羽田新ルート、品川区住民投票条例が正念場 --- 武内 修二

寄稿

品川区内のマンション上空に大きく見える機影

新型コロナ感染症拡大の影響で東京オリンピックの延期や訪日外国人が激減したことから、羽田新ルート導入の必要性(国際競争力強化、訪日外国人の増加、日本全国の地域活性化)の前提条件が崩れてきた。それなのに政府は羽田新ルートの運用を見直すこともなく、また、一旦停止することもなく強行し続けている。

そんななか、「品川区民投票を成功させる会」は11月9日、法定署名数の3倍を超える署名を品川区選挙管理委員会に提出した。さらに12月11日、品川区長あてに署名簿を添えて投票条例案の本請求。同条例に係る臨時会が12月23日に開催され、区の提案が説明されたあと、25日に意見陳述、委員会審査・採決を経て本会議で採決される運びとなった。

このまま議案が採択され条例が成立すると、3か月以内に区民投票が実施されることになるのだが――。

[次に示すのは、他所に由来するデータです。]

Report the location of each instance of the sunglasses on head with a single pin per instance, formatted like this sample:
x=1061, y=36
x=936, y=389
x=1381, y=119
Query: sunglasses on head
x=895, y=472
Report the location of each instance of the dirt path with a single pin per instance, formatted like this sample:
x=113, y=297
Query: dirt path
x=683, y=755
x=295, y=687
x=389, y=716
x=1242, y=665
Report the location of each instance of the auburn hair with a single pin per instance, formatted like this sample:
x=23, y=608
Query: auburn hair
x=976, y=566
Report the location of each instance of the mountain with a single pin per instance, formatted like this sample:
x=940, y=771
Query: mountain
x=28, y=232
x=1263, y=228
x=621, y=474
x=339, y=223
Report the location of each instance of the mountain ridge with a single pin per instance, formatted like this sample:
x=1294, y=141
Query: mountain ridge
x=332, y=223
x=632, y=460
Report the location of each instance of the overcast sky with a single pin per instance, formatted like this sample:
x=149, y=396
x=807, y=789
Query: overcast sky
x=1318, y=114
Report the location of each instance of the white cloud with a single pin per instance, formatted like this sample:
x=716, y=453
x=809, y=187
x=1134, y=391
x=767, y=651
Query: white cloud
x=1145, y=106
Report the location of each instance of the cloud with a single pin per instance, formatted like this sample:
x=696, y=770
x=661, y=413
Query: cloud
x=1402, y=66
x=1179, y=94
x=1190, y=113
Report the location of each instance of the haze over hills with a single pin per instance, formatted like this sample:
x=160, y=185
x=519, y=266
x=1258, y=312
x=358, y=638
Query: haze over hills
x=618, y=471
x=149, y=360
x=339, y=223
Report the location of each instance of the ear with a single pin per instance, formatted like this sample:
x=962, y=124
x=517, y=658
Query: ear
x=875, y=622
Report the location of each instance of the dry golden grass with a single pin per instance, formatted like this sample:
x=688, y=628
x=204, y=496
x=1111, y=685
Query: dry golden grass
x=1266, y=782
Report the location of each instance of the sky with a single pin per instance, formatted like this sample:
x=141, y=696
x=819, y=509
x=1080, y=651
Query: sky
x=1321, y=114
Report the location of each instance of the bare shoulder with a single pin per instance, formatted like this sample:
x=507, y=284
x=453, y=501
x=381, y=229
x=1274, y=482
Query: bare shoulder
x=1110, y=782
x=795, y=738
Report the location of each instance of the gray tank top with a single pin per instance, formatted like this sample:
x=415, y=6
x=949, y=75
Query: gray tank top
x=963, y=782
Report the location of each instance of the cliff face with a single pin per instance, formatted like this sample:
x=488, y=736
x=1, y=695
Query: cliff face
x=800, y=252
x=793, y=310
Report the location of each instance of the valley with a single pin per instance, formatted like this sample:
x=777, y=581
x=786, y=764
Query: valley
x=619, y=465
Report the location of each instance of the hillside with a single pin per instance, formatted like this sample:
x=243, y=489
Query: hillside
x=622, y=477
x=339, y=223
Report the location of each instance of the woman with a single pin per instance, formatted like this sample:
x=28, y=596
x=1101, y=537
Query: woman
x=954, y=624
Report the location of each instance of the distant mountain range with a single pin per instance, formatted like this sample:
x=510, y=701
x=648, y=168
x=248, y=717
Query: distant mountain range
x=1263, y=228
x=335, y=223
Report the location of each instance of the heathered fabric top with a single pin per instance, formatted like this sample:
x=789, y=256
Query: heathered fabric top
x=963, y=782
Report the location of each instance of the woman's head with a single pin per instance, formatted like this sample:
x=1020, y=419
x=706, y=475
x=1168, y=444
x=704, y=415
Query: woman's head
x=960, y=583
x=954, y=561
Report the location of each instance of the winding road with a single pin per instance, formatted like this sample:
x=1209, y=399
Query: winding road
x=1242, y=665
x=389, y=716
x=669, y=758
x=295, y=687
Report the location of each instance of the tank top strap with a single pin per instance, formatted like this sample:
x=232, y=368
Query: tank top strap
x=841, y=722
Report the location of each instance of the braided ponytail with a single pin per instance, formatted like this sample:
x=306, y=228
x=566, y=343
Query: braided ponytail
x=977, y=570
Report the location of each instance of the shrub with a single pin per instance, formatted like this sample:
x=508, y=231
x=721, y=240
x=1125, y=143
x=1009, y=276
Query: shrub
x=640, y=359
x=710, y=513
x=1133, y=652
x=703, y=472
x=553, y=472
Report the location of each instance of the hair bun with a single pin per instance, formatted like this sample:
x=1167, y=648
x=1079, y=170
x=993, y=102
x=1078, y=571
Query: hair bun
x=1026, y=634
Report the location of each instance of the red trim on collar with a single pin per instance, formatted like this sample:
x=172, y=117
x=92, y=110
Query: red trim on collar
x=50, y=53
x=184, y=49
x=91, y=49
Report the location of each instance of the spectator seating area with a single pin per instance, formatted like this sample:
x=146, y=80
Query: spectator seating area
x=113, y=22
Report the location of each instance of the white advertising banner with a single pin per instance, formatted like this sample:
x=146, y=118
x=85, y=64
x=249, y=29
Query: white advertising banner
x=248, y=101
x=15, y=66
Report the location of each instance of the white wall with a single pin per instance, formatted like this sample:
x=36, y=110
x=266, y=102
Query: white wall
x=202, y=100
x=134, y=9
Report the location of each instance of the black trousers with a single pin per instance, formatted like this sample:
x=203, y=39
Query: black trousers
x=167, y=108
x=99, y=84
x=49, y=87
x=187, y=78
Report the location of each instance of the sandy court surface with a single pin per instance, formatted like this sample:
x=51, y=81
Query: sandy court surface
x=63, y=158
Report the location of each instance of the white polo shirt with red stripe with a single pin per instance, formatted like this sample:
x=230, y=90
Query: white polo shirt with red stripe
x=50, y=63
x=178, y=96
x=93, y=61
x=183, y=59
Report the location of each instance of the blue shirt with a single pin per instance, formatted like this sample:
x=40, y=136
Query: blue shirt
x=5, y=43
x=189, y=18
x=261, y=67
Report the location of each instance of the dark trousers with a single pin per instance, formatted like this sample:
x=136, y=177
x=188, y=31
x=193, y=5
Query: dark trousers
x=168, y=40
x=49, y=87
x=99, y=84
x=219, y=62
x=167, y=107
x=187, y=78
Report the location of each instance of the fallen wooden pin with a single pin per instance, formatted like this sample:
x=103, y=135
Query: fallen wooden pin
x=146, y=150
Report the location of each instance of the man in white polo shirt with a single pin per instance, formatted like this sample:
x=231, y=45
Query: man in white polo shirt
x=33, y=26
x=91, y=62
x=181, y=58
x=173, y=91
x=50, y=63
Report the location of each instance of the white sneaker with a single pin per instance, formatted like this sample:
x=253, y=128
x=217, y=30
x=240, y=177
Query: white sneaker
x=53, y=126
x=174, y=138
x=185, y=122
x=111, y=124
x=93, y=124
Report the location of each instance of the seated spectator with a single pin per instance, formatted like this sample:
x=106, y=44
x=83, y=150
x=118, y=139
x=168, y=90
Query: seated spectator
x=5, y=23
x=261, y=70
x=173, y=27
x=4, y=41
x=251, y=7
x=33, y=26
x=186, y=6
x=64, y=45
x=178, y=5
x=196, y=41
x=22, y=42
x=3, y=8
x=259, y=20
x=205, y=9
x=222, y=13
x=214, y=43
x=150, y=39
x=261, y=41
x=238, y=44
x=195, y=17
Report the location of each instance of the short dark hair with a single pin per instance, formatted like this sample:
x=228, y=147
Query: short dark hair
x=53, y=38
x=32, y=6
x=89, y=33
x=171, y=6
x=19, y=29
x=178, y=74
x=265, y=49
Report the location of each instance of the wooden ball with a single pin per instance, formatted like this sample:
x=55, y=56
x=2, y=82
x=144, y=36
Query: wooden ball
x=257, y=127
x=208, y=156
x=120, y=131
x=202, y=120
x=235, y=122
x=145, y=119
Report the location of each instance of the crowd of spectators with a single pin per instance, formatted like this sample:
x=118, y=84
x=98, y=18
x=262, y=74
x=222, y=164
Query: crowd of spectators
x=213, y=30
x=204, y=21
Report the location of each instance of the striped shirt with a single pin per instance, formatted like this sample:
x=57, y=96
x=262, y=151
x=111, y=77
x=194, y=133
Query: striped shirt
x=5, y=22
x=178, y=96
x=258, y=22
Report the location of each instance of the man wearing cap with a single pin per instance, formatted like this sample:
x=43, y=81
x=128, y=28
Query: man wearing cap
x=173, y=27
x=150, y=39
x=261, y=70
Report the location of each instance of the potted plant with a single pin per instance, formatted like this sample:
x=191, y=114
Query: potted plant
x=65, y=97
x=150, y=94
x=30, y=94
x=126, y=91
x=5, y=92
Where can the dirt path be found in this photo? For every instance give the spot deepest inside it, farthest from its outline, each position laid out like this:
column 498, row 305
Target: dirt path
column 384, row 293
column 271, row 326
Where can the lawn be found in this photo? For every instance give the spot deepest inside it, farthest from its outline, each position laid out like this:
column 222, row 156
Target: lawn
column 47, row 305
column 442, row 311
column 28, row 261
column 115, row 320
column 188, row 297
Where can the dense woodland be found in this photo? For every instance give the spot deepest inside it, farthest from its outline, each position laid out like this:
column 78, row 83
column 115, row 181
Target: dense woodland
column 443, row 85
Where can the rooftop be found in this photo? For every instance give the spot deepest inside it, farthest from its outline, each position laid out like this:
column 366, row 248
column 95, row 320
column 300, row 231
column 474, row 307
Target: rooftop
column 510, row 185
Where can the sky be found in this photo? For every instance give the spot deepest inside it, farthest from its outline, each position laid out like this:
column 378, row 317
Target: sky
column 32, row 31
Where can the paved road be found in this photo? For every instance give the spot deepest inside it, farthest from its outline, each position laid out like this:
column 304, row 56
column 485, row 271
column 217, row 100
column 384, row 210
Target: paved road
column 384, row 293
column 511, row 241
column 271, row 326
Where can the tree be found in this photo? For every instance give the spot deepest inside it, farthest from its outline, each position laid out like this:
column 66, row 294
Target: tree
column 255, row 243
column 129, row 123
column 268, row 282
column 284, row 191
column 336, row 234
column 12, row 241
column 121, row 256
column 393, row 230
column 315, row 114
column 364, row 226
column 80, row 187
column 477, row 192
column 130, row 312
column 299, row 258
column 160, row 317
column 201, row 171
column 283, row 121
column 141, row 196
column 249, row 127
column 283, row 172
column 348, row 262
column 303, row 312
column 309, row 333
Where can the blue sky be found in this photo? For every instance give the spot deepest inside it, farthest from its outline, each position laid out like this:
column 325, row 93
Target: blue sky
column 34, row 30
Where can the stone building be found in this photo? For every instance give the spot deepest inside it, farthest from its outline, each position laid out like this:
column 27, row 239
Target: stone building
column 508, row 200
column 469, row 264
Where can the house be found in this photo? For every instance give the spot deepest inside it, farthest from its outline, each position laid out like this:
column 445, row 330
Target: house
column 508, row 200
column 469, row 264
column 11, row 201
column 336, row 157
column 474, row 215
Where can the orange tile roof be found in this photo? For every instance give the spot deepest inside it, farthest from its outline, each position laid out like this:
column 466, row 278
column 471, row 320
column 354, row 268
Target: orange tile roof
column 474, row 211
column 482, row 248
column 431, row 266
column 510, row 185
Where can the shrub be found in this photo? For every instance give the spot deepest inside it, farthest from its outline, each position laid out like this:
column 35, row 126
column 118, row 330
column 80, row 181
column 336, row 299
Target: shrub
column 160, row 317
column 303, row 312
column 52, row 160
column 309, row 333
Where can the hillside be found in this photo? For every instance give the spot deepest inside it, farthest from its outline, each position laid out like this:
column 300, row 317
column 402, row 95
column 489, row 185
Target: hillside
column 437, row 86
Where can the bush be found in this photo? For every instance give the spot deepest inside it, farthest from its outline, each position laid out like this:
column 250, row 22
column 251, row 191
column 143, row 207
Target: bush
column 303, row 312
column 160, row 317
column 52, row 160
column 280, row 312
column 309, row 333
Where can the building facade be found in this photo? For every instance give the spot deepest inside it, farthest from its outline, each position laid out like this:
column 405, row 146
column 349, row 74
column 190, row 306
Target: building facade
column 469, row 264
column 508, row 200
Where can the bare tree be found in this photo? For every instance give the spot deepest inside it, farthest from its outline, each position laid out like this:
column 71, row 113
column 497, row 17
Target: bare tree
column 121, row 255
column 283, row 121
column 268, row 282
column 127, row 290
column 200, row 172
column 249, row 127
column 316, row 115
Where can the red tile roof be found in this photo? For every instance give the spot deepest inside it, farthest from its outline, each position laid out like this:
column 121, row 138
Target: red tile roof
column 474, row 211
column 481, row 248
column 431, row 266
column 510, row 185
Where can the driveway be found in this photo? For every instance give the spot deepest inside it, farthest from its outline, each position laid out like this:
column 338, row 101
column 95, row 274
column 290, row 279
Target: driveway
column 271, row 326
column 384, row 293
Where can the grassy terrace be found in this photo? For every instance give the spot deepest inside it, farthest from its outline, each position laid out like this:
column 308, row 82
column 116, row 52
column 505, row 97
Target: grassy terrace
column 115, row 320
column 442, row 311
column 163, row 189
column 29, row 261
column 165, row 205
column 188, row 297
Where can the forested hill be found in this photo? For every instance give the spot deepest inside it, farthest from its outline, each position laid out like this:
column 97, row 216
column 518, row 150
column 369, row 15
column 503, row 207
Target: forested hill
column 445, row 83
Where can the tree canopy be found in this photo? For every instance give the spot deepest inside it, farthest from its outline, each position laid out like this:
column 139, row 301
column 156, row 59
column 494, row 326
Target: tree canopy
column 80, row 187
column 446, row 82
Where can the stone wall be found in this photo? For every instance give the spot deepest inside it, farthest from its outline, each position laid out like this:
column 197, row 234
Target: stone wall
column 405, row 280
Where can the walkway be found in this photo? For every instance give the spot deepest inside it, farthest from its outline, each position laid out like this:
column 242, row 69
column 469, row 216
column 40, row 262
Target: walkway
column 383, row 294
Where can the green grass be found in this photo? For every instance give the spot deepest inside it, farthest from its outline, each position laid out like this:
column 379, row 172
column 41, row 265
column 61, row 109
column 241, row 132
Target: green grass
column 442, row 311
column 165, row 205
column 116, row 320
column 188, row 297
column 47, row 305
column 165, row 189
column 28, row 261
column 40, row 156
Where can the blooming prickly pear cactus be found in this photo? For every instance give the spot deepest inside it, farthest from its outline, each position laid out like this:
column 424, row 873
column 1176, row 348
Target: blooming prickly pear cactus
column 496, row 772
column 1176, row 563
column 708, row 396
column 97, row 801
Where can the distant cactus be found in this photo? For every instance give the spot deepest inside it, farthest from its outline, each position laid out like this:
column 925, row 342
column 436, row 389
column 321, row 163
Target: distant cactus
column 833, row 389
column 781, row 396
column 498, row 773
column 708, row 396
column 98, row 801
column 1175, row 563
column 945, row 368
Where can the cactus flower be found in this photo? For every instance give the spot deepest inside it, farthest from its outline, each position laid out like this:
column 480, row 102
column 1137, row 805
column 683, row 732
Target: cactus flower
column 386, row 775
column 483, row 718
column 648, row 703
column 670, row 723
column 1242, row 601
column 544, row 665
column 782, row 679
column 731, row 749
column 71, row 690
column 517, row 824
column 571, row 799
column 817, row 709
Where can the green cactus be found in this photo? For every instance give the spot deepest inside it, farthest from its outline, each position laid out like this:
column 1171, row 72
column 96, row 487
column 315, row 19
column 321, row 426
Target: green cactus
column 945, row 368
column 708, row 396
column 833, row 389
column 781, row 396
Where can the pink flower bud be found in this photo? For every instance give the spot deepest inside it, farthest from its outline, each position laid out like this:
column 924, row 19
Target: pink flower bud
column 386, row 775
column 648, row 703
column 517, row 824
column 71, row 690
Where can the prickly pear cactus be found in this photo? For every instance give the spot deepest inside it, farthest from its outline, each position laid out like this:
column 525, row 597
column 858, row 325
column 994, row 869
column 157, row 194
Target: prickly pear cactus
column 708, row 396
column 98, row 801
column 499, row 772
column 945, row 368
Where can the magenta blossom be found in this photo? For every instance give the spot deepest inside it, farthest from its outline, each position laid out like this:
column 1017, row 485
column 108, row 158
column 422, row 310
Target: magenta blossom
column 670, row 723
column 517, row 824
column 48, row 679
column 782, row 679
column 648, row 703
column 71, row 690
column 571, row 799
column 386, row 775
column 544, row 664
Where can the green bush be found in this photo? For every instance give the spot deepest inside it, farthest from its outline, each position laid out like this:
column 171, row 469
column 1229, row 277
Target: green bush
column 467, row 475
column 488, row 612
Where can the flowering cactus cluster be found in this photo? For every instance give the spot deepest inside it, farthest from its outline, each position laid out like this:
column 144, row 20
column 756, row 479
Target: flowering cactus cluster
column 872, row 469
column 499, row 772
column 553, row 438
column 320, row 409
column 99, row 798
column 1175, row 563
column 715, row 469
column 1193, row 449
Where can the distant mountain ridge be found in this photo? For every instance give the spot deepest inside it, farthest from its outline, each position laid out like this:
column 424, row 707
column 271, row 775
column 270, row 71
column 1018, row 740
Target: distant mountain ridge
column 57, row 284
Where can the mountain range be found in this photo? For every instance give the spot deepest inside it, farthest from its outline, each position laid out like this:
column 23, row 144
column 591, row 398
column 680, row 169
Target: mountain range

区議会のホームページに12月18日公開された提出議案には、濱野健品川区長が条例制定に反対を表明する旨が記されている。反対理由として、① 既に国に意見を表明している、② 条例案の内容が民意反映方法として適当でない、③ 経費がかかる、④ 国の決定事項である、を挙げている。

条例成立の可否を握っているのは、区議会議員40人のうち羽田新ルートを推進している自公と自無(自民・無所属・子ども未来)の23人の投票行動。区議会の過半数を占めている自公と自無が条例案制定に賛成しなければ、否決されることになる。

「品川区民投票を成功させる会」が11月11日に実施したアンケートの調査結果によれば、自公と自無は条例案の賛否については「まだ答えられない」と回答している。

羽田新ルートの是非を問う品川住民投票の動きに対して、政府は松原仁衆議院議員の質問主意書に「仮定の質問であり、お答えすることは差し控えたい」と答えている。

一方、公明党の都議、区議からの緊急要望書を受けて尻に火が付いた赤羽国交大臣が始めた専門家から構成された「羽田新経路の固定化回避に係る技術的方策検討会」の第2回目が12月23日に開催される。品川区住民投票条例係る品川区議会臨時会と同じ日に開催されるのは偶然なのか。検討会が自公、自無議員に条例案否決のエクスキューズを与えることはないのか。

羽田新ルートの賛否を問う品川区住民投票条例が成立するかどうか、正念場を迎えている。

武内 修二(たけうち・しゅうじ)1級建築士。マンションアナリスト。